The Future of Version Control

https://bramcohen.com/p/manyana

Manyana

A Coherent Vision for the Future of Version Control

Bram’s Thoughts

This is sort of a revival and elaboration of some of Bram’s ideas from Codeville, an earlier effort that dates back to the early 2000s Cambrian explosion of DVCS.

Codeville also used a weave for storage and merge, a concept that originated with SCCS (and thence into Teamware and BitKeeper).

Codeville predates the introduction of CRDTs by almost a decade, and at least on the face of it the two concepts seem like a natural fit.

It was always kind of difficult to argue that weaves produced unambiguously better merge results (and more limited conflicts) than the more heuristically driven approaches of git, Mercurial, et al, because the edit histories required to produce test cases were difficult (at least for me) to reason about.

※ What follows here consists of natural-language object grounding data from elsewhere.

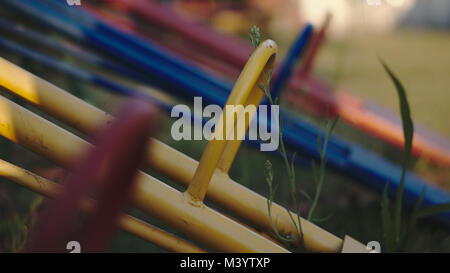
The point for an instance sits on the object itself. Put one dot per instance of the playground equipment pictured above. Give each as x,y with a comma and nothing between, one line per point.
178,77
307,92
108,170
183,211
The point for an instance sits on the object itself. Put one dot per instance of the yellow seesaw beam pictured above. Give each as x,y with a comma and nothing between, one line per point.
126,222
164,159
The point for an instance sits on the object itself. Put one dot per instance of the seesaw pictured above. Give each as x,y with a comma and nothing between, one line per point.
307,92
184,211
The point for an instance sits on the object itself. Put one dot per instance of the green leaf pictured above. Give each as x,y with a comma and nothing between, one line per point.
322,219
268,172
305,194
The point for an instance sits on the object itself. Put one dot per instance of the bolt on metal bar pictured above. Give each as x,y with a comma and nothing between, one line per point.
164,159
151,195
245,92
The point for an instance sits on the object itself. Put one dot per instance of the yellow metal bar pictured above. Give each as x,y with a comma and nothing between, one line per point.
126,222
162,158
151,195
245,89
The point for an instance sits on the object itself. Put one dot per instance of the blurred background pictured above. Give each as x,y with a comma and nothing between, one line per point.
413,37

I like that Bram hasn’t let go of the problem, and is still trying out new ideas in the space.

Note that CRDT isn't "a thing". The CRDT paper provides a way to think about and analyze eventually consistent replication mechanisms. So CRDTs weren't "introduced", only the "CRDT way of discussing replication". Every concrete mechanism described in the CRDT paper is very old, widely used for decades beforehand.

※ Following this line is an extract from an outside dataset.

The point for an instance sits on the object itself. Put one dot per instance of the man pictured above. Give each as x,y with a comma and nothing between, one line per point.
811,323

This means that everything that implements eventual consistency (including Git) is using "a CRDT".

If you stretch "CRDT" to mean any old eventually consistent thing, almost every Unix tool morphs into one under a loose enough definition. That makes the term much less useful, because practical CRDTs in 2024 usually mean opaque merge semantics, awkward failure modes, and operational complexity that has very little in common with the ancient algorithms people point at when they say "Git is a CRDT too". "Just Git" is doing a lot of work there.
In 2007 Bram said to me that my Causal Tree algorithm is a variant of weave. Which is broadly correct. In these 20 years, the family of weave-class algos grew quite big. In my 2020 article, I devoted the intro to making their family portrait https://arxiv.org/abs/2002.09511 Could have been a separate article.
Chronofold: a data structure for versioned text

Chronofold is a replicated data structure for versioned text. It is designed for use in collaborative editors and revision control systems. Past models of this kind either retrofitted local linear orders to a distributed system (the OT approach) or employed distributed data models locally (the CRDT approach). That caused either extreme fragility in a distributed setting or egregious overheads in local use. Overall, that local/distributed impedance mismatch is cognitively taxing and causes lots of complexity. We solve that by using subjective linear orders locally at each replica, while inter-replica communication uses a distributed model. A separate translation layer insulates local data structures from the distributed environment. We modify the Lamport timestamping scheme to make that translation as trivial as possible. We believe our approach has applications beyond the domain of collaborative editing.